While it may disappoint many of us, it will surprise no one that steering a spaceship is complicated business. So it stands to follow that steering a spaceship using only your brain is even more complicated. A collaborative study by NASA and the University of Essex shows that the difficulties of piloting a virtual spaceship through a brain/computer interface can be eased by introducing a co-pilot — and performing what amounts to a mind-meld between both operators.
It appears that two heads — or at least two sets of brain waves — really are better than one in this case. Both sets of brain waves are read by an EEG machine. The results are merged together to form wave, which is translated into rudimentary commands for the spaceship simulator program, which doesn’t exactly hit Ender’s Game levels of complexity or anything.

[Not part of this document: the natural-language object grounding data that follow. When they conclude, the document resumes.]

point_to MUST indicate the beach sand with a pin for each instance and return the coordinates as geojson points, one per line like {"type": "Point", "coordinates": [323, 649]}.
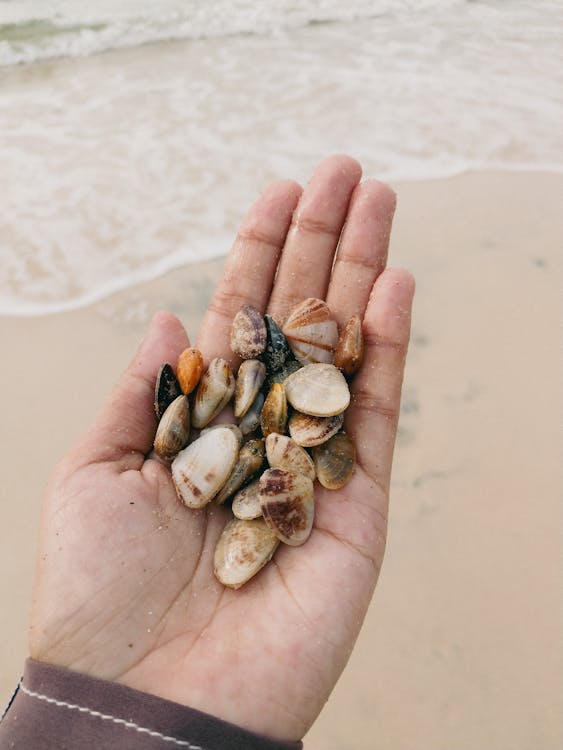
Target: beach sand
{"type": "Point", "coordinates": [461, 647]}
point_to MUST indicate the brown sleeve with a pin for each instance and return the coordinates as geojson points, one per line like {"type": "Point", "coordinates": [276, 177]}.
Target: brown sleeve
{"type": "Point", "coordinates": [56, 709]}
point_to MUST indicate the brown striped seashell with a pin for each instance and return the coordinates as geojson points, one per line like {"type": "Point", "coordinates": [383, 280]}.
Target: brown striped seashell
{"type": "Point", "coordinates": [335, 461]}
{"type": "Point", "coordinates": [311, 332]}
{"type": "Point", "coordinates": [288, 505]}
{"type": "Point", "coordinates": [215, 389]}
{"type": "Point", "coordinates": [350, 349]}
{"type": "Point", "coordinates": [250, 376]}
{"type": "Point", "coordinates": [318, 389]}
{"type": "Point", "coordinates": [243, 549]}
{"type": "Point", "coordinates": [189, 369]}
{"type": "Point", "coordinates": [273, 417]}
{"type": "Point", "coordinates": [284, 453]}
{"type": "Point", "coordinates": [249, 462]}
{"type": "Point", "coordinates": [200, 470]}
{"type": "Point", "coordinates": [173, 430]}
{"type": "Point", "coordinates": [248, 333]}
{"type": "Point", "coordinates": [309, 431]}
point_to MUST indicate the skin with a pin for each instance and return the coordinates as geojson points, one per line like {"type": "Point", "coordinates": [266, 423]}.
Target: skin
{"type": "Point", "coordinates": [125, 588]}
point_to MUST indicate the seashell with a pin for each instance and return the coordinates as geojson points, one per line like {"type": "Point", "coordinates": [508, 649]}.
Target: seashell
{"type": "Point", "coordinates": [246, 503]}
{"type": "Point", "coordinates": [201, 469]}
{"type": "Point", "coordinates": [350, 349]}
{"type": "Point", "coordinates": [273, 417]}
{"type": "Point", "coordinates": [284, 453]}
{"type": "Point", "coordinates": [288, 506]}
{"type": "Point", "coordinates": [311, 332]}
{"type": "Point", "coordinates": [213, 393]}
{"type": "Point", "coordinates": [243, 549]}
{"type": "Point", "coordinates": [318, 389]}
{"type": "Point", "coordinates": [248, 333]}
{"type": "Point", "coordinates": [166, 389]}
{"type": "Point", "coordinates": [309, 431]}
{"type": "Point", "coordinates": [250, 377]}
{"type": "Point", "coordinates": [189, 369]}
{"type": "Point", "coordinates": [173, 430]}
{"type": "Point", "coordinates": [335, 461]}
{"type": "Point", "coordinates": [277, 349]}
{"type": "Point", "coordinates": [249, 462]}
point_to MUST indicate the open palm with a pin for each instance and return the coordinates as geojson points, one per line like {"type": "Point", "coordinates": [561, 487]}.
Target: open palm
{"type": "Point", "coordinates": [125, 587]}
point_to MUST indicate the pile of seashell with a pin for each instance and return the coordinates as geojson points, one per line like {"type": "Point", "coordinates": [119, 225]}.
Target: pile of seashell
{"type": "Point", "coordinates": [291, 380]}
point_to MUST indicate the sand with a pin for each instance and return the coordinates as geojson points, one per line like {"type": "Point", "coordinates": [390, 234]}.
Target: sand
{"type": "Point", "coordinates": [461, 647]}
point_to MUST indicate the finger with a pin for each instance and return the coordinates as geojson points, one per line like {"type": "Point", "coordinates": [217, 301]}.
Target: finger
{"type": "Point", "coordinates": [308, 254]}
{"type": "Point", "coordinates": [251, 266]}
{"type": "Point", "coordinates": [362, 252]}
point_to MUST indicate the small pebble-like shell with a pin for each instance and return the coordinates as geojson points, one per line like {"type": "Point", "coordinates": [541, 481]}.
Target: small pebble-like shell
{"type": "Point", "coordinates": [318, 389]}
{"type": "Point", "coordinates": [288, 505]}
{"type": "Point", "coordinates": [249, 462]}
{"type": "Point", "coordinates": [251, 375]}
{"type": "Point", "coordinates": [350, 349]}
{"type": "Point", "coordinates": [173, 430]}
{"type": "Point", "coordinates": [309, 431]}
{"type": "Point", "coordinates": [189, 369]}
{"type": "Point", "coordinates": [273, 417]}
{"type": "Point", "coordinates": [284, 453]}
{"type": "Point", "coordinates": [243, 549]}
{"type": "Point", "coordinates": [248, 333]}
{"type": "Point", "coordinates": [335, 461]}
{"type": "Point", "coordinates": [166, 389]}
{"type": "Point", "coordinates": [311, 332]}
{"type": "Point", "coordinates": [215, 389]}
{"type": "Point", "coordinates": [246, 503]}
{"type": "Point", "coordinates": [201, 469]}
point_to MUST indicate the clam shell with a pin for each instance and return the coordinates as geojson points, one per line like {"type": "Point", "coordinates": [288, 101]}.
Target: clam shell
{"type": "Point", "coordinates": [288, 506]}
{"type": "Point", "coordinates": [350, 349]}
{"type": "Point", "coordinates": [201, 469]}
{"type": "Point", "coordinates": [248, 333]}
{"type": "Point", "coordinates": [250, 377]}
{"type": "Point", "coordinates": [173, 430]}
{"type": "Point", "coordinates": [249, 462]}
{"type": "Point", "coordinates": [309, 431]}
{"type": "Point", "coordinates": [335, 461]}
{"type": "Point", "coordinates": [215, 389]}
{"type": "Point", "coordinates": [284, 453]}
{"type": "Point", "coordinates": [311, 332]}
{"type": "Point", "coordinates": [243, 549]}
{"type": "Point", "coordinates": [318, 389]}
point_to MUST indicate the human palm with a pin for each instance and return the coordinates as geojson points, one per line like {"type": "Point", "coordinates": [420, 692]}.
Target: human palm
{"type": "Point", "coordinates": [125, 587]}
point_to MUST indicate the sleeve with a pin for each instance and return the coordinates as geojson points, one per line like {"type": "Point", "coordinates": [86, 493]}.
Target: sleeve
{"type": "Point", "coordinates": [57, 709]}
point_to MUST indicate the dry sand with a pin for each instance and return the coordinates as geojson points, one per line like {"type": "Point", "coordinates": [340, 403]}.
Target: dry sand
{"type": "Point", "coordinates": [461, 647]}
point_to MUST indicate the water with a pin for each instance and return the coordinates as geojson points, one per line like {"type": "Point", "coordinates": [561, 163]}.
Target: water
{"type": "Point", "coordinates": [116, 167]}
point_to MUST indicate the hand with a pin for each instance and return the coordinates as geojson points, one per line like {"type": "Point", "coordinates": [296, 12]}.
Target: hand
{"type": "Point", "coordinates": [125, 588]}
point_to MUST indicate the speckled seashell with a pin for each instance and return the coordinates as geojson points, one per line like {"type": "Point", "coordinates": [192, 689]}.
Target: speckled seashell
{"type": "Point", "coordinates": [200, 470]}
{"type": "Point", "coordinates": [309, 431]}
{"type": "Point", "coordinates": [248, 333]}
{"type": "Point", "coordinates": [311, 332]}
{"type": "Point", "coordinates": [284, 453]}
{"type": "Point", "coordinates": [246, 503]}
{"type": "Point", "coordinates": [288, 507]}
{"type": "Point", "coordinates": [173, 429]}
{"type": "Point", "coordinates": [273, 417]}
{"type": "Point", "coordinates": [318, 389]}
{"type": "Point", "coordinates": [249, 462]}
{"type": "Point", "coordinates": [166, 389]}
{"type": "Point", "coordinates": [335, 461]}
{"type": "Point", "coordinates": [243, 549]}
{"type": "Point", "coordinates": [250, 376]}
{"type": "Point", "coordinates": [215, 389]}
{"type": "Point", "coordinates": [350, 349]}
{"type": "Point", "coordinates": [189, 369]}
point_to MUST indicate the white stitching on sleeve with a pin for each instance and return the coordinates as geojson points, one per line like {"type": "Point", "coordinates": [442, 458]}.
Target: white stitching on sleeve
{"type": "Point", "coordinates": [108, 717]}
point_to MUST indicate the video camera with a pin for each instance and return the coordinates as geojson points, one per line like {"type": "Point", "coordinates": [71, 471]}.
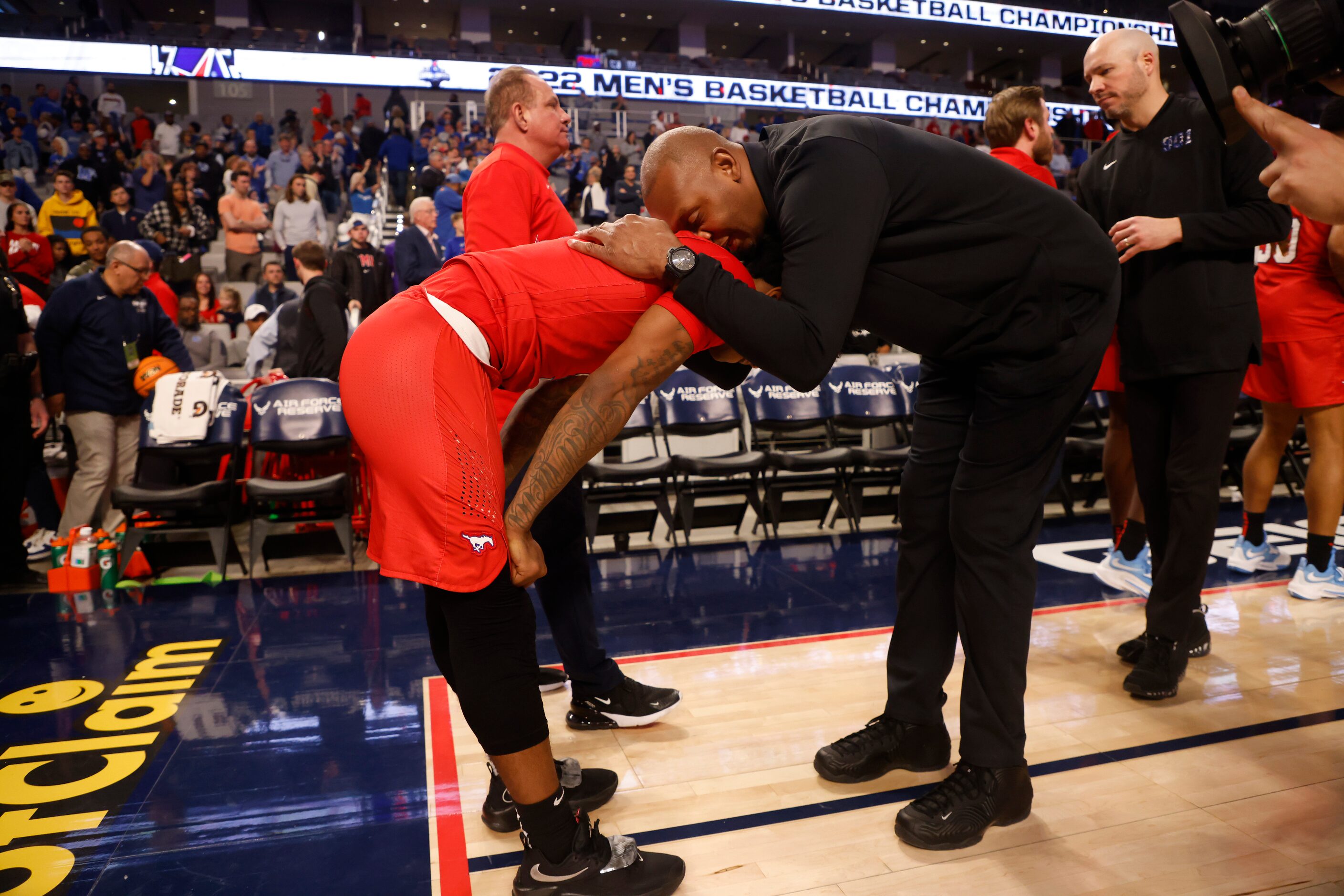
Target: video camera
{"type": "Point", "coordinates": [1299, 41]}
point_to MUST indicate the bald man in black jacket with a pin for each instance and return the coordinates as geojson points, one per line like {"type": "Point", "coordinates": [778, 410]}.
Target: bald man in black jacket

Pilots are tasked with guiding their craft down to the center of a planet, which, in our opinion, isn’t even flying, really. It’s landing at best, and it’s probably crashing fairly regularly. Pilots control their ship by concentrating their thoughts on one of 8 directions on a compass — or in this case, more of a D-pad — to steer in that direction. The team found that the combined brainwaves of a pair of pilots consistently outperformed those flying solo, as averaging together a pair of concentrated thoughts helps to cancel out some of the background noise — like heartbeats and other involuntary muscle movements — that can create distortion in a single EEG reading.
Researchers also found that using two sets of brain waves instead of one helps to compensate for lapses in attention — if one pilot’s thoughts drift to something that is not controlling a spaceship with their brain, the second pilot can make up for the lack of focus. While we find it a little hard to believe that there are other things you could think about if you’re already controlling a spaceship with your brain, apparently it’s an issue. Like any good problem, though, it’s nothing you can’t overcome with a little help from your friends.